Great Q, I'll ask Jim.

jilladams commented 4 months ago

From Search.gov:

The typeahead endpoint is actually already using the regular base URL, and actually also a number of other features of the data.api.gov system that the other endpoints don't use. The typeahead endpoint is its own special beast that has not been prioritized for a while, and is definitely on our list for future performance improvements.

With respect to the 500s, we are also seeing that spike, and have put in some mitigations, but are still dealing with something hammering the API servers. We are also in the middle of an infrastructure migration, which, when complete, should give us much better monitoring tools for dealing with the errors.

jilladams commented 4 months ago

Settings changes are in vets-api. For testing: we don't know of a way to make this conditional in vets-api.

We cannot test this in a Tugboat. vets-api uses Review Instances, and we think we could test this in Review Instances.

We want to verify the 5 estimate once we can talk to @eselkin about how we might test in vets-api lower envs.

acrollet commented 4 months ago

For testing: we don't know of a way to make this conditional in vets-api.

Unsolicited suggestion: could you make the base_path return value dependent on a feature toggle?

dsasser commented 4 months ago

For testing: we don't know of a way to make this conditional in vets-api.

Unsolicited suggestion: could you make the base_path return value dependent on a feature toggle?

Yeah good point Adrian. We did discuss putting this behind a feature toggle, but weren't sure if we could/should do that in config settings, but as you pointed out we could actually do that in the configuration class. I'll pursue this as I think it is vital to be able to roll back easily and quickly should things not work as expected.

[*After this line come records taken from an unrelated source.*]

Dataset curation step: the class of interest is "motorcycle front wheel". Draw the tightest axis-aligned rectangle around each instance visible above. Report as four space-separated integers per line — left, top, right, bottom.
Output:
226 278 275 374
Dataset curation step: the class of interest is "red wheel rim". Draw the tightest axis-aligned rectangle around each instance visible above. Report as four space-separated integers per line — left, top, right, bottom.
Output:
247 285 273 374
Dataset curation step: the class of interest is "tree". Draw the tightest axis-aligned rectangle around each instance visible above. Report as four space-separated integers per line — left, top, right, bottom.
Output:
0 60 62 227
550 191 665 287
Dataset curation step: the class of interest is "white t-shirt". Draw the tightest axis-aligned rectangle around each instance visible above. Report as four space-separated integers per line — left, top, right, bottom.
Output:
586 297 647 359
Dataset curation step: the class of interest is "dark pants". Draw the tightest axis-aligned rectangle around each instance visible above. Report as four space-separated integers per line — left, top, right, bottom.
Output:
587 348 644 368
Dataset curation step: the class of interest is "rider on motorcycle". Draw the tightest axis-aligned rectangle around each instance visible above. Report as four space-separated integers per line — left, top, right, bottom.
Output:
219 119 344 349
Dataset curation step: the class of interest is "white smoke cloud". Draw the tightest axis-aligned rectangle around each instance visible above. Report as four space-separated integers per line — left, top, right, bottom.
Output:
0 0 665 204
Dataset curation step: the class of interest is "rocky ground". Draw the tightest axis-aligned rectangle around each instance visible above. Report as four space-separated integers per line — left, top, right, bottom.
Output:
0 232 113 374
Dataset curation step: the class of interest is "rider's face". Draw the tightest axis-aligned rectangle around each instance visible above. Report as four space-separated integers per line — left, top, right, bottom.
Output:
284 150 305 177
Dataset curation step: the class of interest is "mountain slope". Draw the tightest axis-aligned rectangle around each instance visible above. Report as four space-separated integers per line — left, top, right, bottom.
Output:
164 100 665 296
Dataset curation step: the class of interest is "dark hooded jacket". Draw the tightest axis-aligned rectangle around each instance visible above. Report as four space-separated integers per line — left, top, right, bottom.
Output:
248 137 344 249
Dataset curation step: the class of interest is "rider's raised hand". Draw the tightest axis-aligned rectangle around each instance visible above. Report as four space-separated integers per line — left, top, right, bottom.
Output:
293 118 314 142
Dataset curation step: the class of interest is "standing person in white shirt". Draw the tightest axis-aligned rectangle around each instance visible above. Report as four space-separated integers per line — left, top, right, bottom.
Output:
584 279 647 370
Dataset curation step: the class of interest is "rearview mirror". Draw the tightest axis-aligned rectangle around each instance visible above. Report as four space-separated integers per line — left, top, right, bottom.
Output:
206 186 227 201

jilladams commented 3 months ago

A pontification on monitoring

Pertinent to this ticket

We need to make sure that after changes in this ticket, our API endpoint we're calling is monitored properly, and that our existing Search monitors that involve this endpoint make sense. That's a blocker to calling the update done, bc accurate monitoring can't lag too long behind the prod changes, since this is a P1 service. So I added that in an AC here. If we opt to break it out into a new ticket, it needs to happen in the same sprint or immediately following shipping the update. Sorry I missed this in refinement.

Bigger picture on Search

Our monitors are set up to monitor Search APM sort of globally. However, Search APM includes calls to 3 different endpoints: Screenshot 2024-08-14 at 2 09 49 PM

  1. V0::SearchController#index: When calls to this endpoint fail, a site user cannot search. Failures to this endpoint matter a lot. Historically a quieter / more stable endpoint.
  2. V0::SearchClickTrackingController#create - When calls to this endpoint fail, clicks don't get tracked by Search.gov. We don't care that much. Historically very noisy with errors.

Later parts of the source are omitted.